In one of my former lives I was a TA in the history department at UCLA. In that capacity, I read and graded a lot of essays written by students in which they attempted, with greater or lesser success, to advance an historical proposition.

So far, James May’s essay advancing the proposition that science fiction as a genre—or at least its most prestigious awards—have been overwhelmed by a radical lesbian-centric racialized feminist crusade is getting an F. He’s made no attempt to substantiate a single one of his claims. Literally, not one.

 

Charmingly Euphemistic

“Received my Hugo voters’ reading packet today” – May 18

Slates are extremely powerful.  In normal voting everyone reads different stuff and has different tastes, so no one work will receive more than maybe 10% of the nominating votes.  But slate voters agree to vote on the same five nominees for each category. This means a slate needs to come up with about 10% of the nominating votes to sweep every category. The 90% of individual voters are swamped and overwhelmed by the 10% of slate voters.  Lest you think I am exaggerating, over two thirds of the slots on this year’s Hugo ballot are on the Sad Puppy Slate or the Rabid Puppy Slate, or both.

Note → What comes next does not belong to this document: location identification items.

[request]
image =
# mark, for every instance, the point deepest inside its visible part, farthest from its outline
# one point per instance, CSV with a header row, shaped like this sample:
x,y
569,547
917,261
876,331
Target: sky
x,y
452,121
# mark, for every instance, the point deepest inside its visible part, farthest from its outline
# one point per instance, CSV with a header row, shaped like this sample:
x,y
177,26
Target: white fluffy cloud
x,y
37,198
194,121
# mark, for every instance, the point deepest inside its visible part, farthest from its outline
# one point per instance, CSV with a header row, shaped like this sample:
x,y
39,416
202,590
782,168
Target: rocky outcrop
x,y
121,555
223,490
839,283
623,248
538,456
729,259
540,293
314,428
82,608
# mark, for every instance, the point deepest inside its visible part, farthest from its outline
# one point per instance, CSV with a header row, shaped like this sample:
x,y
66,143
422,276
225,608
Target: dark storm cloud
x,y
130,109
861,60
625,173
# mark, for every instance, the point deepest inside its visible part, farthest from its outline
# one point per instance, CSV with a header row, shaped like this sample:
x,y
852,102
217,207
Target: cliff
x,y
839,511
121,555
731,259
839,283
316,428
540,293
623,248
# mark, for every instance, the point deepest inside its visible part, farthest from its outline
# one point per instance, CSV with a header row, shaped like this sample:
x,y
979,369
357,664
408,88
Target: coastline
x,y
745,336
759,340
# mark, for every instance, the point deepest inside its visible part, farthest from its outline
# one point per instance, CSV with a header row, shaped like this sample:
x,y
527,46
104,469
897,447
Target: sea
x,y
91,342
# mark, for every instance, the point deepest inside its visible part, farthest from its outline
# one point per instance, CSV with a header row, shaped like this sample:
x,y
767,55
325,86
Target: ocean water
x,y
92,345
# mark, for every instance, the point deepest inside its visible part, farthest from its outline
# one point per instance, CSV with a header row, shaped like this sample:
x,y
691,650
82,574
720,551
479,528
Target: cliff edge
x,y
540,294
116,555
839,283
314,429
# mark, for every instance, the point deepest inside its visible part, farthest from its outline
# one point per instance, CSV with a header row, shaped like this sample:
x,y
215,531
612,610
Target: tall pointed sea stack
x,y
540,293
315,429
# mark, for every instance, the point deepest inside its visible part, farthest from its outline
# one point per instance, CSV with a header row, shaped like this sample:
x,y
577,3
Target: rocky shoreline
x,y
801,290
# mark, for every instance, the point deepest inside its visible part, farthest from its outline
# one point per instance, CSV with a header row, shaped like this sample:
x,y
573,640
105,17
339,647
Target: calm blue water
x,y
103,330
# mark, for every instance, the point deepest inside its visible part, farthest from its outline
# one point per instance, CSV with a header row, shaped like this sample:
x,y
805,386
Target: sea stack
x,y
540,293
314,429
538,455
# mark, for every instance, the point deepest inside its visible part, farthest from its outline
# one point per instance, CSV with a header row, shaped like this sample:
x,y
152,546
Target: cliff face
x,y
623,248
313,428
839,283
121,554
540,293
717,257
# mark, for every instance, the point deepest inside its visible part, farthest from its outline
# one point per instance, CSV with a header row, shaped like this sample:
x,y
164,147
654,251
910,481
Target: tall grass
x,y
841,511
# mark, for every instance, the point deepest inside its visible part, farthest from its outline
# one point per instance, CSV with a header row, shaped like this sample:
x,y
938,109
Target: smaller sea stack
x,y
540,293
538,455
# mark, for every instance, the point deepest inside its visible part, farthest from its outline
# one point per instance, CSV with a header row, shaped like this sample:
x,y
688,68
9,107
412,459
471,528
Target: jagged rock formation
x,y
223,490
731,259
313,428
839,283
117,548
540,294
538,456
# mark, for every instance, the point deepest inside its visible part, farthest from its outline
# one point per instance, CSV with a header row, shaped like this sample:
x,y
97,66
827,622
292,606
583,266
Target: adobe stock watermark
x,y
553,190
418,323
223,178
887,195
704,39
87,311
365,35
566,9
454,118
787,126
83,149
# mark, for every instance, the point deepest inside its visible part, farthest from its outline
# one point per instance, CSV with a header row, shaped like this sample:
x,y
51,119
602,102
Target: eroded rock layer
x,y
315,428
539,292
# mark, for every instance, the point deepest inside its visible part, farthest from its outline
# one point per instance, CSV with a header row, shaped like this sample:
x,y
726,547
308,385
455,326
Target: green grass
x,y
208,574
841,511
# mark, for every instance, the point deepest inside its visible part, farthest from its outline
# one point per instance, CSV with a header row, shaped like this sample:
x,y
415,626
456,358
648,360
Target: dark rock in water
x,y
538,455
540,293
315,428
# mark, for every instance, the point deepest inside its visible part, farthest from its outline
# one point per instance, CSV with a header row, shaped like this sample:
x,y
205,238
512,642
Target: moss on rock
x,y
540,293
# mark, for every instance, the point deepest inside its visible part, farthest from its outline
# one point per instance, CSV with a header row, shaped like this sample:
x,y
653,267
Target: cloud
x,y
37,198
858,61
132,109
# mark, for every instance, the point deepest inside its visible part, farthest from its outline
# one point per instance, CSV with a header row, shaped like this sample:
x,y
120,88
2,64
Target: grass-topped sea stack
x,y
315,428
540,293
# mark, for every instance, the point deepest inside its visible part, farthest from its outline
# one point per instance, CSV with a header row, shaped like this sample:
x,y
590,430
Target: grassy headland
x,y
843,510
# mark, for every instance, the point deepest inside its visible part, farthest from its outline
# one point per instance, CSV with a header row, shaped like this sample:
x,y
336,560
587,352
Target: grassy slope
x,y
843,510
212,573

I am really afraid that if these slates see any success at all, it will be slates all the way down from now on. Therefore, in order to whatever I can to discourage slates in future years, I plan to  only vote for non-slate works above “no award.”

While the extreme sexist and racist attitudes of some of the slate organizers sickens me, it is the damage to the Hugo awards that will be done by slates that motivated me to get involved this year.  I don’t want slates of progressive writers either.

 

Joe Sherry on Adventures in Reading

“Hugo Nominee / Voter’s Packet Available” – May 18

You can find Zombie Nation online, but there’s no way to tell what is included in the nominated collection. I’ve been boldly reading the comic from the start, powering through, but I’m only up to 2013 strips, so it’s taking a while. But, you can look at any 2014 work from Zombie Nation and use that to evaluate Carter Reid for Fan Artist if you don’t want to wait for Zombie Nation to hit the voter’s packet (or attempt to read five years of strips).

 

Scott Seldon on Seldon’s SF Blog

“Ann Leckie – What A Hugo Award Winner Should Look Like” – May 18

I quickly followed reading Ancillary Justice with the sequel, Ancillary Sword. It was as good and as engrossing, bringing with it new aspects of the universe and the characters. If a sequel ever deserved as many awards as the original, this one certainly does. It is a magnificent world given to us by a magnificent writer. I can’t way for the third book. I definitely have a new author to add to my list of favorites. I can’t wait to see what she does next. Her nomination for this year’s Hugo Awards is justly deserved.

 

Lis Carey on Lis Carey’s Library

“One Bright Star to Guide Them, by John C. Wright” – May 18

This wants so badly to be an allegorical fable in the manner of C.S. Lewis’s Narnia. And it fails so, so badly.

 

Lisa J. Goldstein on theinferior4

“The Hugo Ballot, Part 11: Novellas” – May 18

I love the idea behind “The Plural of Helen of Troy,” by John C. Wright.  There’s a City Beyond Time, Metachronopolis, with shining towers and bridges and gardens.  Fog caused by too many time changes shrouds the lower towers, and in the upper stories live the Masters, who control the forces of time. Unfortunately there’s something of a fog on the story as well.

 

Larry Correia on Monster Hunter Nation

“Sad Puppies 3: The Ensaddening” – January 26

It is that time of year again. If you’d like to nominate good books, stories, and related works for the Hugos so that the biggest award in sci-fi/fantasy isn’t just a Social Justice Warrior circle jerk, you need to get yourself a supporting membership to Sasquan before the end of January.

color-sp-1 LARGE

Declan Finn on A Pius Man

“Sad Puppies Bite Back, V: a Puppy Wins the Hugo” – May 18

[DF adjusts speakers.  SWAT team Irish step dances down the street, never to be seen again.  DF sighs, moves to mailbox, muttering] I wonder if John C. Wright will loan me some of his Vatican Ninjas. It’s not like he gets SWATted like this. He’s a living brain in a jar, what are they going to slap the handcuffs on?